There are rhinestones on this mask too.


The forehead is flat and the mask has Rodrigo’s usual cross.

This mask is 8¼ inches tall, 5 inches wide, and 2¾ inches deep.


From the back, this mask is slightly narrow in comparison to the dance masks, a characteristic that we observed in Rodrigo’s canine made for sale masks, last week. Of course it is marked RR, and dated November 2004.

Here is the first of three danced human faced masks by Rodrigo, all collected by Barney Burns and Mahina Drees. They purchased this one in 2007 after about 8 years of use.


Note the simplicity of this mask’s decoration.


The rim design is understated but attractive, with larger triangles alternating with smaller ones (VvvvVvvvV). The mouth has a subtle but interesting shape.
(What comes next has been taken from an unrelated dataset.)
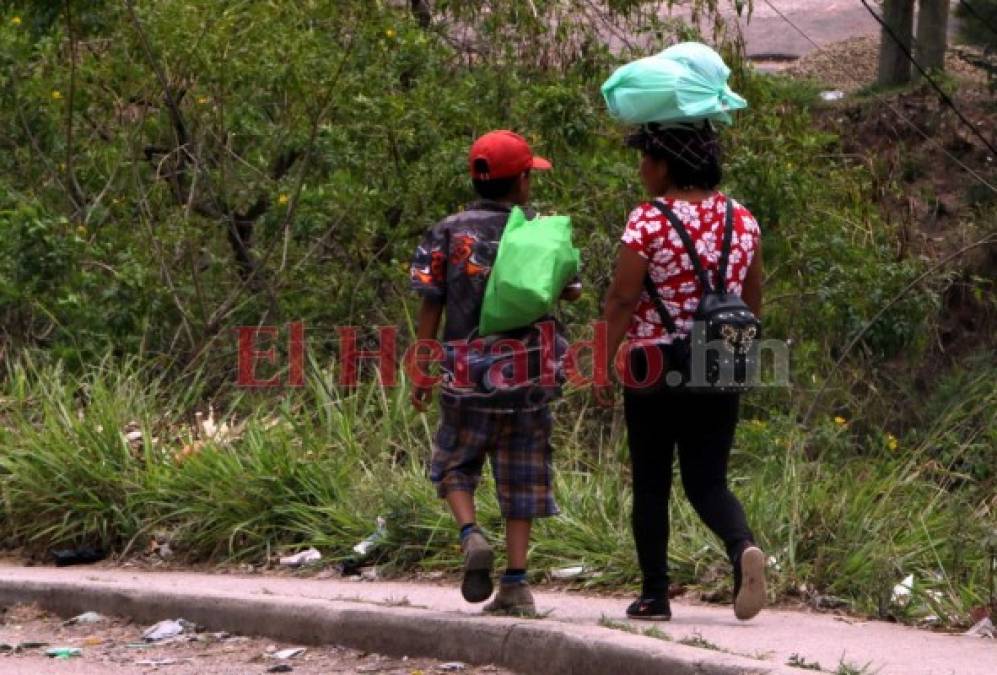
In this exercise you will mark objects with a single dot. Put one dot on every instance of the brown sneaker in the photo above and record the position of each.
(513, 599)
(749, 583)
(478, 561)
The forehead cross, constructed from four kite-shaped diamonds, is less usual for Rodrigo.


This mask has the broad back and the air passage that Rodrigo characteristically provided on a mask intended for a dancer, and this back is stained from use.

Here is a second danced human faced mask by Rodrigo. It was collected in the 1990s after having been danced for 10 years.


Like the last mask, this one has an open mouth with a sophisticated design.


The large nose and the bulging mouth jut out in front of the face. There are inscribed lizards on the sides.


The flat forehead and this cross tend to be constants for this carver.


This is another broad mask for a dancer. These cracks suggest that the cottonwood root that was used for this mask was carved before the wood had cured, so that it continued to dry after the mask was carved. The mask appears to be perfectly stable and of course there is staining around the rim to corroborate the history of 10 years use.

The third human faced mask (B/M #405) was labeled by the Rodríguez family as the work of Preciliano Rodríguez Cupis, the father of Rodrigo, but the design details are so characteristic of Rodrigo that I choose to attribute this mask to his hand. It was collected in 2004 after having been danced for 10 years.


This is such a handsome mask,


The nose reminds one of several Rodríguez carvers, Rodrigo included.


The integration of the cross with the rim design is so characteristic of Rodrigo, as is the absolutely flat forehead.


The large chin cross is unusual for all of the Rodríguez carvers. Unfortunately I neglected to take a photo of the back of this mask.

Rodrigo Rodríguez Muñoz is so consistent in his style. I will show one of his traditional goat Pascola masks to close out this series. This mask was danced for eight years before it was collected by Barney and Mahina.


Both the ears and the horns are carved in relief. As one often finds, this goat mask has been provided with a small protruding tongue.


Note how Rodrigo continued the rim design completely around the mask, even though it was interrupted by the ears and the horns.


He inscribed and painted his usual cross on the forehead.


The mouth has an opening to provide air to the dancer.


The back is stained from use. The air passages are easy to see from the back.

In summary then, Rodrigo’s danced masks are larger and simpler, compared to the made for sale masks, but they tend to use the same designs. An open mouth funnels air to the dancer, while the made for sale masks generally lack adequate ventilation channels. The backs of the masks carved for dancers are designed to accommodate a broad face.